Seventy-eight of those teams are from affiliates in South Africa, one of which – 2018 Games qualifier Cape CrossFit – is a favorite to win. It’s equal parts cool and intriguing that the Cape Town organizers were open to such a substantial number of teams competing, and it’s incredibly impressive that so many South African teams put their hat in the ring to throw down.
I imagine that with more than three hundred native athletes stepping onto the floor over the course of the team competition, the atmosphere at the Green Point Athletic Stadium will be electric as affiliate communities in the country show up to support their teams.

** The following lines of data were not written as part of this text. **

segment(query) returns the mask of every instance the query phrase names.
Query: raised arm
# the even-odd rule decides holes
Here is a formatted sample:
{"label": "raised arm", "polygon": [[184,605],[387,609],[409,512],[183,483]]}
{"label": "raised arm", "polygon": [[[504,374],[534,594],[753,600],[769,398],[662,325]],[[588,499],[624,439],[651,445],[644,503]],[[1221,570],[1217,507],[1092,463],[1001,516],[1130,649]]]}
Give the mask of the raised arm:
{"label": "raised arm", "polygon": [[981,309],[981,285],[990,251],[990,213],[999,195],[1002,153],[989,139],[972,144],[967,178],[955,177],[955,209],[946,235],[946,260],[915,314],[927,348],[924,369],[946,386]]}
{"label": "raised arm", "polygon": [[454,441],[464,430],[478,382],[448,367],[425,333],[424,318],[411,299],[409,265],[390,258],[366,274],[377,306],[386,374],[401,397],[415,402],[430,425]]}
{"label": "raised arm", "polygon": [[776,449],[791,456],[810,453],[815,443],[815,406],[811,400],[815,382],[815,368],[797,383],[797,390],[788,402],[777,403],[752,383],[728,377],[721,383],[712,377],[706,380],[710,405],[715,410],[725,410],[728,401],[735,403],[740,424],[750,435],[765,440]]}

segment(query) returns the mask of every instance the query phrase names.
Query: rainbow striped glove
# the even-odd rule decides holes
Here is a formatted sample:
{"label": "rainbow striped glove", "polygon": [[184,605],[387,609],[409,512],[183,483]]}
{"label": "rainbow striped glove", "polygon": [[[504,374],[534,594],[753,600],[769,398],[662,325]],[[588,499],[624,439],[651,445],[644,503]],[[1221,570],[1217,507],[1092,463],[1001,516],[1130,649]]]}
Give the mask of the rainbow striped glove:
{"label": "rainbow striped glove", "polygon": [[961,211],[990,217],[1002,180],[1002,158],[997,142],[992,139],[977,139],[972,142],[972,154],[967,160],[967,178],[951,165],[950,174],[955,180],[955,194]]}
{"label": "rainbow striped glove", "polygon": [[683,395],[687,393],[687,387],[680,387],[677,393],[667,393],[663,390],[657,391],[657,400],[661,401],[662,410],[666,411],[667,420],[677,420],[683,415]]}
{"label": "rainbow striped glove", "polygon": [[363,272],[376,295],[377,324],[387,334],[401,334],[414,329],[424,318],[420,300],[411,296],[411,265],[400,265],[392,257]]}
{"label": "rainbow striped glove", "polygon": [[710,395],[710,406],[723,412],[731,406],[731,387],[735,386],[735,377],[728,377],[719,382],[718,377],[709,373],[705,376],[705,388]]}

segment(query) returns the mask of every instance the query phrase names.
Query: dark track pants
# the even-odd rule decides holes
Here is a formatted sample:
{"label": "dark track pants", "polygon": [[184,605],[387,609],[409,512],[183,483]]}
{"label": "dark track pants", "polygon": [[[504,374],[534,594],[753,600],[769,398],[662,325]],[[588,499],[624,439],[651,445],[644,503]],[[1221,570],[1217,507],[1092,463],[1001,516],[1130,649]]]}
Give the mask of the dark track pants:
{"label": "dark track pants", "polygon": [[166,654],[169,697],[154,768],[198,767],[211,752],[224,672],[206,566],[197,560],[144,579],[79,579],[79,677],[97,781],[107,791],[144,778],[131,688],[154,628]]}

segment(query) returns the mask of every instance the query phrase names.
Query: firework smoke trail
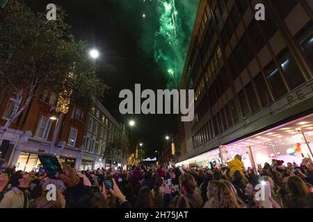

It would be a cherry on top for fans if a South African team walked away with the lone invite to the Games. Cape CrossFit may be one of the favorites, but they’ll face some tough opposition from Icelandic Games team CrossFit XY, and the top qualifying super team aptly titled Superheroproject.
From a competition standpoint, I’m curious to see how the scoring system will work with so many teams in the field. Assuming they use a typical games scoring style scale that ranges from one hundred points for first and zero points for last, the point differential between placements on the leaderboard will be one to two points at most. That means a tighter point spread between teams across the board, which could make for an interesting weekend of leaderboarding.
Sanctionals remain the only path to the Games for teams, but that fact wasn’t known for sure until the rulebook was published well after qualifiers wrapped up for Cape Town. In future years, the team competition could see an influx of more international teams looking to score a spot, so local affiliates should take pride in their turnout, and enjoy the ride while they can this weekend in Cape Town.